Coger a los hijos por la cintura y echármelos a la espalda, eso quiero... o jugar en el sofá a «las peluchas», como «peluchábamos» hace casi nada... y olvidarme de sus capacidades, de su falta de futuro, de su fracaso casi seguro... Morder sus muslos y sentir sus carcajadas en mi estómago como una regeneración y un grito de «¡¡¡Estamos viviendo!!!». No necesito más que un presente, ni pido más, ni quiero más, ni pretendo más... un presente mimoso y risueño, cándido, apasionado y loco.
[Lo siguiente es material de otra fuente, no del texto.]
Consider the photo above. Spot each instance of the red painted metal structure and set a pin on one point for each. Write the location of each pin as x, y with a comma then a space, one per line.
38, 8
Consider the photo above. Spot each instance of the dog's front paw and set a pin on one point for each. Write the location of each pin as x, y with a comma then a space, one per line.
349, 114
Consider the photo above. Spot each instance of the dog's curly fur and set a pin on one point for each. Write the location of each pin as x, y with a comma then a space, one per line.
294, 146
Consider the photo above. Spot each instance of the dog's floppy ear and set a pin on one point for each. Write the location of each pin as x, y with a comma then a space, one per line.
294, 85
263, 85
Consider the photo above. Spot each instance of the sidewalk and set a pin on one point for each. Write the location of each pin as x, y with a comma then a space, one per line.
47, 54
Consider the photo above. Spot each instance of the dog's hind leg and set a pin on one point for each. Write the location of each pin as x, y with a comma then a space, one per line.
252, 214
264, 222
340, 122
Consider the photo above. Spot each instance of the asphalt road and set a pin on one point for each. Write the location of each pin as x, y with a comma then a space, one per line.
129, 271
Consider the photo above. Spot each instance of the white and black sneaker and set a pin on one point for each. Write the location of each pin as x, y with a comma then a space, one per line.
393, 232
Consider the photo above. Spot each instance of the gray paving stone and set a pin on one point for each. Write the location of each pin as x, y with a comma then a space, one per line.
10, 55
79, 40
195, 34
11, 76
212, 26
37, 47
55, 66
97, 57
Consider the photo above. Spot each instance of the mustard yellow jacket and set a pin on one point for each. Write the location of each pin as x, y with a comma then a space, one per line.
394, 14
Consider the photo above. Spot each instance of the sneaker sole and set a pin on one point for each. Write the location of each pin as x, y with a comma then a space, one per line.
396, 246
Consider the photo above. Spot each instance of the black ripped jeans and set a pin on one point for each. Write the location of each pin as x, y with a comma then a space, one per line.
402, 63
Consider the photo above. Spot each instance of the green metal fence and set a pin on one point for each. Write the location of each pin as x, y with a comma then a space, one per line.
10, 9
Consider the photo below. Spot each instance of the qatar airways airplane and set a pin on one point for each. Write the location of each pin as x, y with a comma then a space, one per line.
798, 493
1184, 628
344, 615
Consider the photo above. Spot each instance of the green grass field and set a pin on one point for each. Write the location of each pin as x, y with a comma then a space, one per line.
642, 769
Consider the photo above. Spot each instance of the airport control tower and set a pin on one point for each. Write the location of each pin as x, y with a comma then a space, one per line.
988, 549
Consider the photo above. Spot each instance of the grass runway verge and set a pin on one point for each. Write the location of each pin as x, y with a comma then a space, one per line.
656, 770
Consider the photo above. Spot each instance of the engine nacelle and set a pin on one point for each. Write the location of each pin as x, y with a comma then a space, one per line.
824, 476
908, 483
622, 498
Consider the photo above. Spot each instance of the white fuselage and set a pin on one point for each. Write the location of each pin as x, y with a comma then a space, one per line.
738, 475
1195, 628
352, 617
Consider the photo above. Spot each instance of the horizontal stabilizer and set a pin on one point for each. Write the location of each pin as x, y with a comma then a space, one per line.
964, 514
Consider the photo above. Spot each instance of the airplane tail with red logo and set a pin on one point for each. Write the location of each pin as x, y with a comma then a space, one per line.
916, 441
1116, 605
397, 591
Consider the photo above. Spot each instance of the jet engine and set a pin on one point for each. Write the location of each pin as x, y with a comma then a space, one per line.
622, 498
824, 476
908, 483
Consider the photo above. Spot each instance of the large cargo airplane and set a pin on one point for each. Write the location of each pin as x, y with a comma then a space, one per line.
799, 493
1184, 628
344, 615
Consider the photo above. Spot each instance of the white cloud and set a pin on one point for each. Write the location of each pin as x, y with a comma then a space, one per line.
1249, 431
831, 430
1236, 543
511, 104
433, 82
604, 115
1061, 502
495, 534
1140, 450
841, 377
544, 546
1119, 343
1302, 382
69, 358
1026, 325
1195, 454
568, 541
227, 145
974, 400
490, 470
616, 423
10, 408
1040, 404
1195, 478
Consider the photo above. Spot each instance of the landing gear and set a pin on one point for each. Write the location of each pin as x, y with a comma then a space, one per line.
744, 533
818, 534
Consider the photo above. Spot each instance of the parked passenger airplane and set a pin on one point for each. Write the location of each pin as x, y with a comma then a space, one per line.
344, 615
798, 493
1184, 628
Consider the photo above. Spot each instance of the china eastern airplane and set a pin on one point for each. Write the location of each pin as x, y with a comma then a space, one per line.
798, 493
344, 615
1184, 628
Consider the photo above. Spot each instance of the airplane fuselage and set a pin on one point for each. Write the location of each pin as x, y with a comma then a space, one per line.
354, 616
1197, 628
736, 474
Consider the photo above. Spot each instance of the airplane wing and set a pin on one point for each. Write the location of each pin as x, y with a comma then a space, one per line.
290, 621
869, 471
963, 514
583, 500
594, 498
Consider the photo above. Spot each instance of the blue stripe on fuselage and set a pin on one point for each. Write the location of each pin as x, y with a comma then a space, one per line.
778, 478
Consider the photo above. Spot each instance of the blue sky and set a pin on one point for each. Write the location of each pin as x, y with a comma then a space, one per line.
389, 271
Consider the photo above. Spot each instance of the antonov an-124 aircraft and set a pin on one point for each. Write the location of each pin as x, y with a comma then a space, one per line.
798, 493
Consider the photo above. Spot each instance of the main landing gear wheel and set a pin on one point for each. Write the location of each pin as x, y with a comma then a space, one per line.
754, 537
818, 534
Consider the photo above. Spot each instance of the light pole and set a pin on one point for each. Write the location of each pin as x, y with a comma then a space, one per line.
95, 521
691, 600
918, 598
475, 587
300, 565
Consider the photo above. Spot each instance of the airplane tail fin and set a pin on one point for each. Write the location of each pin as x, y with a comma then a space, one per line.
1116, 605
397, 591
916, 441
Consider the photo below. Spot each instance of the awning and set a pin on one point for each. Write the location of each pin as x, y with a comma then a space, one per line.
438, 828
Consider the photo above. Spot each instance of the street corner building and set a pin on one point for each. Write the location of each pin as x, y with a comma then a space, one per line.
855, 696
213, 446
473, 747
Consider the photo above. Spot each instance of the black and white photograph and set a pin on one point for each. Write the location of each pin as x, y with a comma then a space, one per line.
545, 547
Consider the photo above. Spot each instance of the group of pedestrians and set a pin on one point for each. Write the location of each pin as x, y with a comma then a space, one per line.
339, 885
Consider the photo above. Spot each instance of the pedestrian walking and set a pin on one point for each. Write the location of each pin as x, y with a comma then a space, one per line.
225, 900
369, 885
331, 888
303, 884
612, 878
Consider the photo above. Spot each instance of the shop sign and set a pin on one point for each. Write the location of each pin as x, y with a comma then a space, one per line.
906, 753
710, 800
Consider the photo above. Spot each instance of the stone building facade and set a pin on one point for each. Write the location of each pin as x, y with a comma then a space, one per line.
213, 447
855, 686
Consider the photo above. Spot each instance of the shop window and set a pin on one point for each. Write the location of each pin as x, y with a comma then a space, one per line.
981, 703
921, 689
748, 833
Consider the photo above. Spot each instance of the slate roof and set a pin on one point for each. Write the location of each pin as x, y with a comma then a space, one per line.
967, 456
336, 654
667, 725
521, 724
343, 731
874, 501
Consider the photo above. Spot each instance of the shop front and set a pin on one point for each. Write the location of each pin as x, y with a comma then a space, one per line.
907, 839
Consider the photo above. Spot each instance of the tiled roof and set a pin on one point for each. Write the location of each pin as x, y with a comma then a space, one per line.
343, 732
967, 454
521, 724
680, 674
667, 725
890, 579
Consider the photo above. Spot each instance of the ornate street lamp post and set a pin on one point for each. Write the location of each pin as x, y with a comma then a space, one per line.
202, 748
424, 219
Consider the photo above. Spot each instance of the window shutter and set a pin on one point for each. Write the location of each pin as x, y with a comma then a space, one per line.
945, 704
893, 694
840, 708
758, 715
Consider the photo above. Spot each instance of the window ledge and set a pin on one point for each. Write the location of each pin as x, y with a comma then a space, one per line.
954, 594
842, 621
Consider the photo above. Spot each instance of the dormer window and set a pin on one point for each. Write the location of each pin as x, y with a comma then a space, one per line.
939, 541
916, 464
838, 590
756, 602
El futuro no existe y por ello no debiéramos trabajar para él. Que todo suceda y baste; y en el «mientras», un amor a raudales, un quererse como nuca y como nadie, un saberse en el ahora para que el luego no nos pille con todo pendiente.
Y es que, sobre todo y sobre todos, soy de mis hijos, pues ellos me hacen y me desacen, son la celda y el paraíso, la paz de espíritu y el terror en su máximo grado. Sí, en ellos crezco porque son caminos que parten de mí y toman otras latitudes poco a poco... y debo sentir que esas conquistas suyas son mías, que sus derrotas son mías... nuestras.
Y mientras, con ellos encima, jugando a las cosquillas o al boxeo de salón/comedor, comiendo fresas con nata y pasteles de crema y chocolate, haciendo tartas de queso o deberes absurdos, riendo y soñando juntos... hoy y quisiera que siempre.